Page:Revue des Deux Mondes - 1851 - tome 10.djvu/305

Le texte de cette page a été corrigé et est conforme au fac-similé.

et ces erreurs mêmes, ils les défendent avec tous leurs avantages et par les considérations les plus plausibles. Comparez de tels entretiens aux Soirées de Saint-Pétersbourg ; quelle différence, je ne dis pas même pour le fond, des idées, mais pour la mise en scène et l’attitude des personnages ! Ni le chevalier, ni le sénateur ne sont les adversaires du comte dans cette éloquente conversation des bords de la Néva ; ils ne font que lui donner la réplique et entretenir sa verve. Peut-on seulement se figurer M. de Maistre causant familièrement avec un athée de l’école hégélienne, comme M. de Waldheim avec Detlew, et essayant d’apaiser cette ame furieuse au lieu d’envenimer son mal ?

Cette impartialité si bienveillante n’est pas le seul mérite que j’aie à signaler ici, avant d’arriver aux détails de l’œuvre et d’y chercher la pensée tout entière de M. de Radowitz ; ce qui me frappe dans ce livre, à part toute appréciation du système de l’auteur, c’est la haute et lucide intelligence qu’il a montrée de la situation morale et philosophique de l’Europe. La révolution de février n’avait pas encore déchiré les voiles, M. de Radowitz écrivait ces charmantes et profondes scènes en 1846, au milieu de la plus complète sécurité, quand la sagesse d’un roi illustre semblait avoir vaincu pour long-temps l’esprit démagogique et assuré par là, la tranquillité du monde. Cependant tous les symptômes de dissolution, toutes les doctrines ténébreuses qui ont éclaté dans le délire de février, y sont notés et accusés avec une précision singulière. L’auteur a les yeux sur l’Allemagne et sur la France, et il les connaît toutes deux dans leurs misères les plus secrètes. En vain comptait-on, il y a cinq ans, sur la prudence consommée de Louis-Philippe et sur la paresse proverbiale du caractère allemand ; il sait que le danger est là, à Paris et à Berlin, dans l’action sourde, constante, infatigable, de la démagogie française et de l’athéisme hégélien. Ce n’est pas lui qui s’appliquerait le vers d’Athalie :

Je jouissais en paix du fruit de ma sagesse.

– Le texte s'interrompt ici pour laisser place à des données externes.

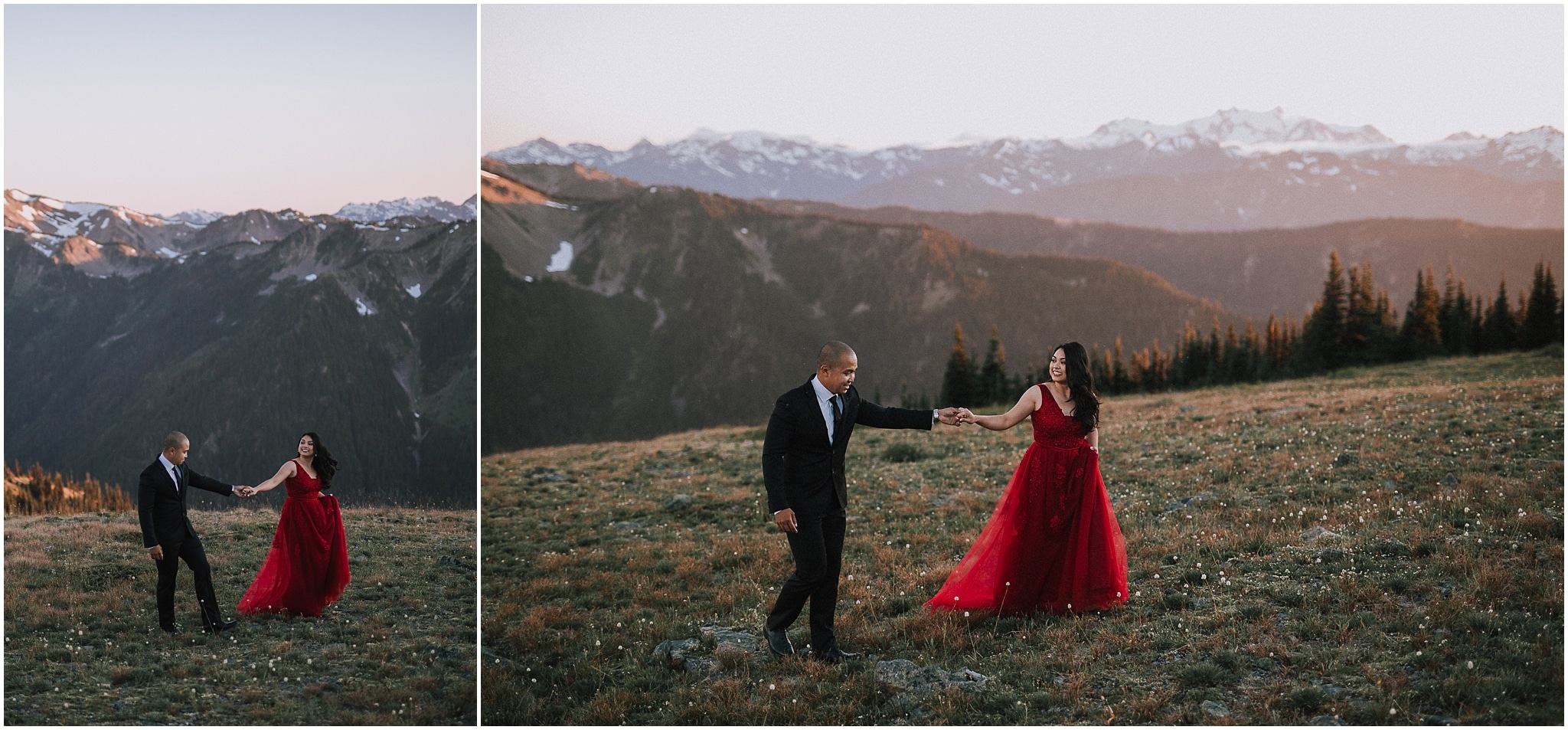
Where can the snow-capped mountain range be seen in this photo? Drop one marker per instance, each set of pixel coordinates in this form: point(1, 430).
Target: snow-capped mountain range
point(1249, 161)
point(49, 221)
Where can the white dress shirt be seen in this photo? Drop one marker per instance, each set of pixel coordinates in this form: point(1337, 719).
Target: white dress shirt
point(825, 402)
point(170, 468)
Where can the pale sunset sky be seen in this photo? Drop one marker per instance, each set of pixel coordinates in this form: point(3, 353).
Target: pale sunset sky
point(874, 76)
point(233, 107)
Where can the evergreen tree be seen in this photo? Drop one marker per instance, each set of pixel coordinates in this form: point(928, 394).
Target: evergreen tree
point(993, 374)
point(1276, 354)
point(1186, 358)
point(1499, 330)
point(1099, 368)
point(1324, 341)
point(1231, 357)
point(1542, 314)
point(959, 380)
point(1253, 352)
point(1454, 316)
point(1423, 333)
point(1119, 372)
point(1214, 355)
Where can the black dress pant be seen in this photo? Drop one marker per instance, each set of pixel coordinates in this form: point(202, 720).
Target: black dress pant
point(190, 552)
point(819, 555)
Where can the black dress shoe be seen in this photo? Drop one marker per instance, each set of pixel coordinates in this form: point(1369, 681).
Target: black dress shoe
point(778, 643)
point(836, 655)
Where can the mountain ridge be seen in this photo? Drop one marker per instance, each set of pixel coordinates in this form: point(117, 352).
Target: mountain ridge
point(243, 333)
point(658, 309)
point(1021, 175)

Il voit avec une sûreté merveilleuse ce que la confiance de l’Europe s’obstinait à rejeter dans l’ombre. Il attache de l’importance à des choses méprisées alors, et qui depuis février, en effet, ont réclamé notre attention à coups de fusil. Tel de nos démagogues dont la renommée sinistre n’a commencé qu’avec nos désastres serait surpris de savoir apprécié d’une manière vive et vraie dans un ouvrage qui date de 1846 : M. Proudhon y a sa place à côté de M. Feuerbach. Ainsi, d’un côté, bienveillance, parfaite dans la discussion, véritable pratique de la charité chrétienne ; de l’autre, intelligence précise de tous les élémens de désordre qui grondaient sous le calme apparent de l’Europe : tels sont les rares mérites que j’aime à signaler tout d’abord dans le livre de M. de Radowitz et qui lui impriment un caractère original.